Delali Tagboto works with hundreds of women farmer groups in Ghana who harvest and sell mangoes and dry cassava to make gari, a condiment popular with many Ghanaian dishes. But the company’s aspirations to export are limited by its technical abilities.
“When we just sell the mangoes, they are so cheap,” Tagboto said. “If we could do dried mango or juice, we could increase our profit. But we don’t know how to do that and we don’t have materials to start.”
Women entrepreneurs across West Africa tell similar stories. A $25,000 grant from the U.S. State Department to the Ghana chapter of the African Women’s Entrepreneurship Program is aiming to address such issues. The AWEP program
, which has chapters in six countries across Africa, was launched by U.S. Secretary of State Hillary Clinton in June 2011.
“The dynamism of Ghanaian women creating beautiful and functional products and expanding their markets into the United States is part of the reason that Ghana has captured the imagination of so many Americans,” said U.S. Charge des Affaires C. Pat Alsup at the U.S. Embassy in Ghana. “And as women create more and sell more of their products, they tell the story of Ghanaian creativity and show why last year, Ghana had one of the highest growth rates in the world.”
The USAID Trade Hub works with hundreds of women-owned businesses across West Africa led by dynamic entrepreneurs. USAID AGOA Services Manager Abou Fall presented on export issues at an AWEP training in Nairobi, Kenya, in October.
“It is well known that successful women entrepreneurs are key to economic vitality in every country,” Fall said. “The AWEP training allowed us to ensure these business leaders are aware of the advantages under AGOA and how to take advantage of them. And they in turn will take these lessons back to their countries’ women entrepreneurs.”
In Accra, Ghanaian women entrepreneurs participated in the first of a series of workshops to improve their business skills, thanks to a U.S. State Department grant to AWEP Ghana.
Presentations also focused on leadership, management, operations, marketing and communications and networking. The entrepreneurs were in the spotlight, too, presenting their companies and using their experience as the basis for further discussion.
“Providing focused training to women entrepreneurs is a critical means to helping them succeed,” said Fall.
In Ghana, the AWEP chapter is tackling the issue head on. More than 40 women participated in its first workshop recently in Accra.
“The AWEP program is to increase exports,” said Comfort Adjahoe, Ghana’s AWEP Ambassador who developed the grant proposal. “We need to build capacity of women entrepreneurs to achieve those gains.”
The AWEP Ghana initiative will involve up to 100 women-owned businesses in workshops addressing issues as varied as accounting, marketing, packaging and the technical aspects of the African Growth and Opportunity Act (AGOA) law, which eliminates tariffs on products imported to the U.S. from eligible African countries. It was at the annual AGOA Forum that Clinton launched AWEP.
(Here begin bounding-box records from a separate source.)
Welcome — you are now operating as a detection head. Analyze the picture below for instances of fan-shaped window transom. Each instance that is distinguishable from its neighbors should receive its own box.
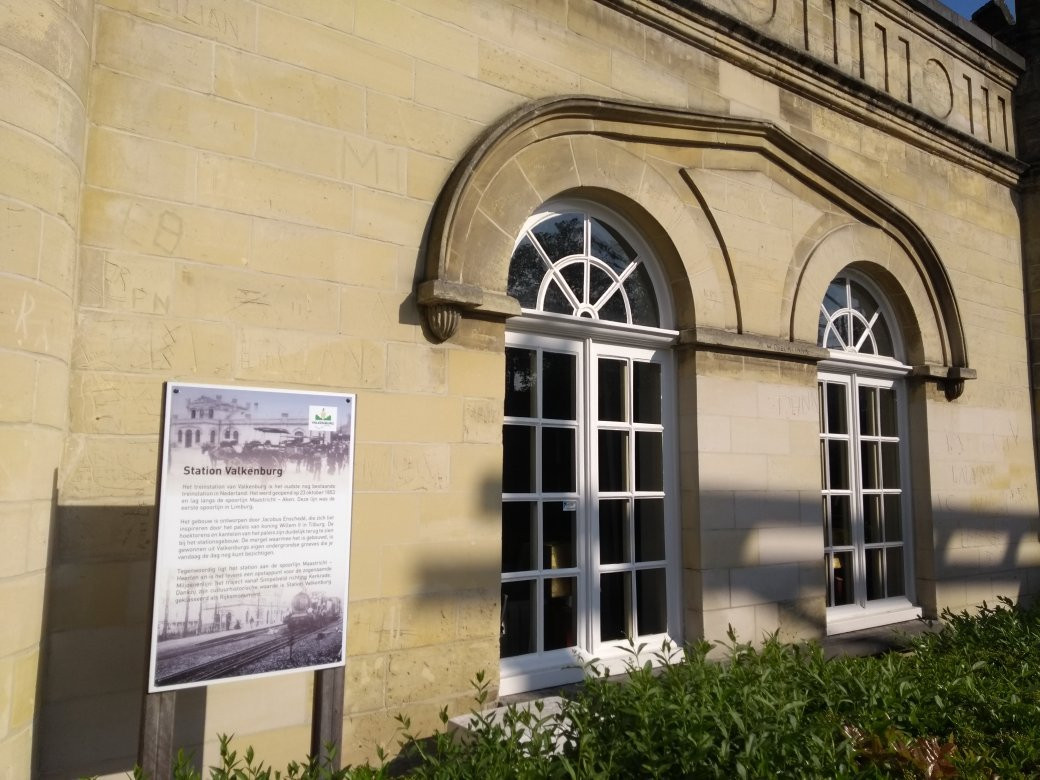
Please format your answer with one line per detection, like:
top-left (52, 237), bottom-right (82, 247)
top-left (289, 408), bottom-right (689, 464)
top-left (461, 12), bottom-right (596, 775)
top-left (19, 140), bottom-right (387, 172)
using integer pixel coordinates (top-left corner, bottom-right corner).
top-left (509, 210), bottom-right (660, 328)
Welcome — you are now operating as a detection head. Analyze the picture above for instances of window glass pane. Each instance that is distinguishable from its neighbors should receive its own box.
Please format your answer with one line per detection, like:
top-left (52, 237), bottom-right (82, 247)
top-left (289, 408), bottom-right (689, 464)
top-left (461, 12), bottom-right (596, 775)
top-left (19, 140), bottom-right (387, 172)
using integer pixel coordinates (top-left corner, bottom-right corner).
top-left (827, 552), bottom-right (853, 606)
top-left (542, 279), bottom-right (574, 314)
top-left (859, 387), bottom-right (878, 436)
top-left (597, 359), bottom-right (628, 422)
top-left (599, 431), bottom-right (628, 493)
top-left (635, 569), bottom-right (668, 634)
top-left (599, 572), bottom-right (631, 642)
top-left (599, 498), bottom-right (630, 564)
top-left (502, 425), bottom-right (535, 493)
top-left (635, 431), bottom-right (665, 490)
top-left (542, 501), bottom-right (577, 569)
top-left (542, 425), bottom-right (577, 493)
top-left (834, 314), bottom-right (851, 349)
top-left (860, 441), bottom-right (881, 490)
top-left (885, 547), bottom-right (906, 596)
top-left (863, 494), bottom-right (885, 544)
top-left (502, 501), bottom-right (538, 571)
top-left (849, 282), bottom-right (878, 320)
top-left (824, 496), bottom-right (852, 547)
top-left (878, 389), bottom-right (899, 436)
top-left (827, 441), bottom-right (849, 490)
top-left (530, 213), bottom-right (584, 262)
top-left (866, 548), bottom-right (885, 601)
top-left (499, 579), bottom-right (538, 658)
top-left (881, 441), bottom-right (900, 488)
top-left (505, 346), bottom-right (538, 417)
top-left (560, 262), bottom-right (586, 303)
top-left (589, 265), bottom-right (614, 306)
top-left (542, 577), bottom-right (577, 650)
top-left (635, 498), bottom-right (665, 562)
top-left (632, 363), bottom-right (660, 424)
top-left (624, 263), bottom-right (660, 328)
top-left (506, 236), bottom-right (545, 309)
top-left (824, 328), bottom-right (844, 349)
top-left (885, 495), bottom-right (903, 542)
top-left (590, 217), bottom-right (635, 274)
top-left (849, 317), bottom-right (874, 354)
top-left (542, 352), bottom-right (577, 420)
top-left (825, 382), bottom-right (849, 434)
top-left (599, 290), bottom-right (628, 322)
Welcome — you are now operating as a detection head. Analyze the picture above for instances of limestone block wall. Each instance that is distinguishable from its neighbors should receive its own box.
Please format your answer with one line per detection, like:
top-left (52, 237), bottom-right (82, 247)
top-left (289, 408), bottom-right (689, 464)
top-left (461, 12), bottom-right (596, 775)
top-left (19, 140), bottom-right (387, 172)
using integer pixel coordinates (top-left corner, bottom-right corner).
top-left (684, 352), bottom-right (826, 642)
top-left (0, 0), bottom-right (94, 778)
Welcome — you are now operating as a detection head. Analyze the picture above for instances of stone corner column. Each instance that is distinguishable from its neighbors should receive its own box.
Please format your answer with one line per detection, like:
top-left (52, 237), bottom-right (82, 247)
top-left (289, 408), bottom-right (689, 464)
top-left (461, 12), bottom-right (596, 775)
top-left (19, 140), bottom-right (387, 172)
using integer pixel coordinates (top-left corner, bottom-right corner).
top-left (0, 0), bottom-right (94, 777)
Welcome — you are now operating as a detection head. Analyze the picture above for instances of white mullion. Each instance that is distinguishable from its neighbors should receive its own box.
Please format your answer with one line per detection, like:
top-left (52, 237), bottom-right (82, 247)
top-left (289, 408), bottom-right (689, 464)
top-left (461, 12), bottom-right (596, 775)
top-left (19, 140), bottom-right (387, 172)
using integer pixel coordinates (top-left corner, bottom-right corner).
top-left (846, 376), bottom-right (881, 606)
top-left (575, 336), bottom-right (602, 648)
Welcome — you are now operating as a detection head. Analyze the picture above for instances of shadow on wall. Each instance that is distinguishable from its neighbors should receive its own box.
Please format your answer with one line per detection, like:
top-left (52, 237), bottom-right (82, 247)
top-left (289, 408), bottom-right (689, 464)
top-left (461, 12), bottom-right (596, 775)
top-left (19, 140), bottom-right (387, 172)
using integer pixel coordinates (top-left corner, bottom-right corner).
top-left (35, 490), bottom-right (1040, 778)
top-left (34, 505), bottom-right (206, 778)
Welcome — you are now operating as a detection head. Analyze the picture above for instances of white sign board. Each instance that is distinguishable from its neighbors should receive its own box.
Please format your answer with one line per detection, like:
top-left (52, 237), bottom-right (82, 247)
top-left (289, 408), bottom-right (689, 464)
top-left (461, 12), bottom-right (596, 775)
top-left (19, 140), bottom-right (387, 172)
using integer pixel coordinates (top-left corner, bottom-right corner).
top-left (149, 383), bottom-right (357, 693)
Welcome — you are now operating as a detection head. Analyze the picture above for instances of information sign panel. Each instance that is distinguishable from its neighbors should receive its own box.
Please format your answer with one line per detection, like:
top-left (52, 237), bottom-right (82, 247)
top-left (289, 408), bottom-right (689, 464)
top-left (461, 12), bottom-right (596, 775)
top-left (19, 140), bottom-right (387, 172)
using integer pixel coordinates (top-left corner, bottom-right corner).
top-left (149, 383), bottom-right (357, 693)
AWEP Ghana’s application was one of 50 chosen from nearly 700 the State Department received as part of its Alumni Engagement Innovation Fund
call for proposals. In West Africa, initiatives in Cameroon, Senegal, Benin, and Nigeria received support, too.
Increasing the capacity of women entrepreneurs holds significant potential to increase economic development – and create more jobs. In Ghana, as many as half of all registered small businesses are owned by women; the proportion in the informal sector is even greater.
Women entrepreneurs face primarily two challenges, an African Development Bank/International Labor Organization report said.
“The initial challenge is to legitimize and strengthen the base of economic activity for the large number of existing women-owned MSMEs, including those owned by women entrepreneurs with disabilities, so they can consolidate and expand their enterprises,” the authors said in Assessing the Enabling Environment for Women in Growth Enterprises. “The second challenge is to promote entrepreneurship and business opportunities with high growth potential among educated and skilled women, so their businesses are stronger from the start, and have the potential for high growth and employment creation.”
“Women-owned businesses are typically underachieving because they lack access to skills development activities,” Adjahoe said. “The workshops are very practical and will make them better business managers.”